Probably not. The band’s success was the result of great songs and great performances. However, this attitude of trying anything has usually resulted in great success for the guitarist and his band. A similar vibe greeted their invitation to perform in the (oft reviled) 1978 film Sgt. Pepper’s Lonely Hearts Club Band, which similarly garnered Aerosmith with new fans.

“When we did that movie, that Sgt. Pepper movie, half of that was just for the adventure of it and we didn’t really think that much about it, you know, ‘Oh, this is going to screw up our reputation’ or whatever. It was just a chance to go out and try doing a movie, you know? And the upside was that we got to work with George Martin and do that Beatles song [‘Come Together’] which was great.”

Perry’s “try anything” attitude still applies to music and while he has left his hard partying and drug abusing days behind him, he refuses to slow down with the guitar. His 1959 Les Paul is far from his only long-time love.

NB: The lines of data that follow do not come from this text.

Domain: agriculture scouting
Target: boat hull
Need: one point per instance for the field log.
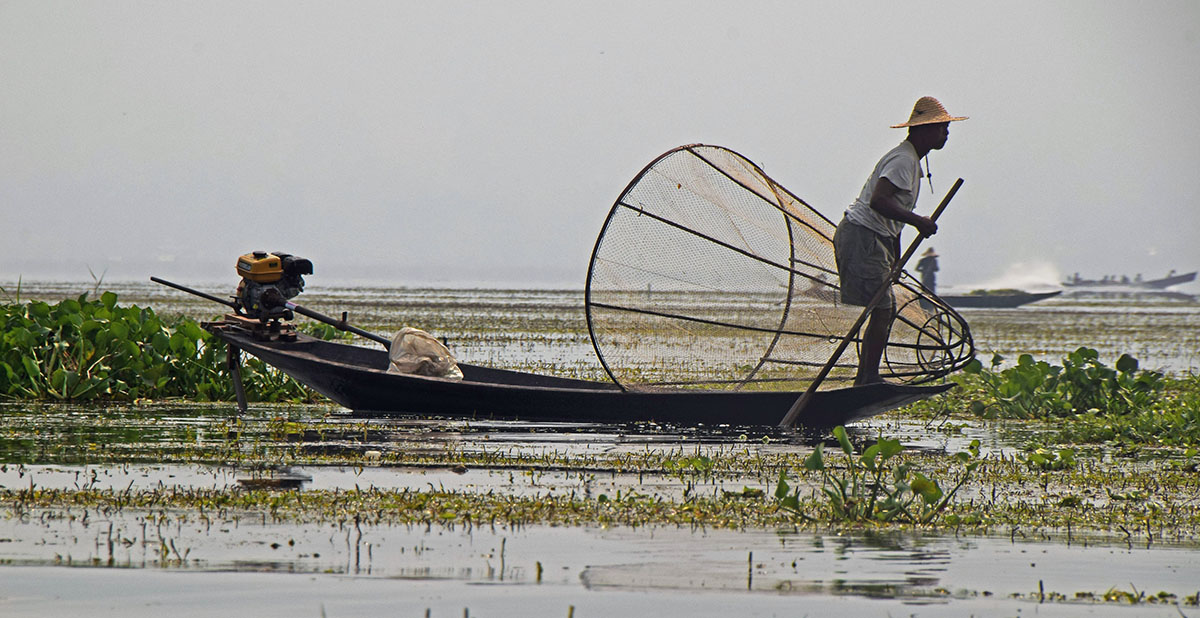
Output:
(996, 300)
(357, 378)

Perry is a family man who has been married and faithful to the same woman, Billie Montgomery, since 1985. He remains good friends with Slash as well as with members of the band KISS (he is the only non-KISS member to jam with the band onstage … wearing a pair of their platform boots) and continues to write music for both Aerosmith and The Joe Perry Project.

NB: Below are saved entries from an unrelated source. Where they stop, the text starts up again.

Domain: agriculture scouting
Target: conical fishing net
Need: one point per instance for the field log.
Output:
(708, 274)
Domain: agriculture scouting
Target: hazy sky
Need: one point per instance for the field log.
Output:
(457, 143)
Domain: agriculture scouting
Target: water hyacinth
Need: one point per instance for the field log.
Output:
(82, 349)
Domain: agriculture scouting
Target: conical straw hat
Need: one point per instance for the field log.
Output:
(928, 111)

“Sometimes I write stuff and I’ll play it for the other guys and go ‘Well, what do you think? Is this for Aerosmith?’ Mainly for Steven. ‘Does it ring your bell?’ And if it’s something that he doesn’t think will work for him to get behind then I’ll rework it. But since then I’ve started writing stuff that I know is not gonna be Aerosmith and it’s gonna end up on the solo record.”

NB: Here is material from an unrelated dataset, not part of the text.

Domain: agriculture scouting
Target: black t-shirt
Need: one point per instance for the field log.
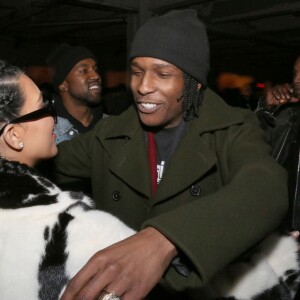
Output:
(166, 142)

As for the future of the now skilled and seasoned songwriter, he now admits to having come into his own and found his voice. That writing voice, of course, comes to life in the pages of Rocks: My Life in and out of Aerosmith but Joe Perry continues to just pick up that guitar and create songs and has no intention of stopping, proudly saying “I might as well put them out because I’ve got more coming!”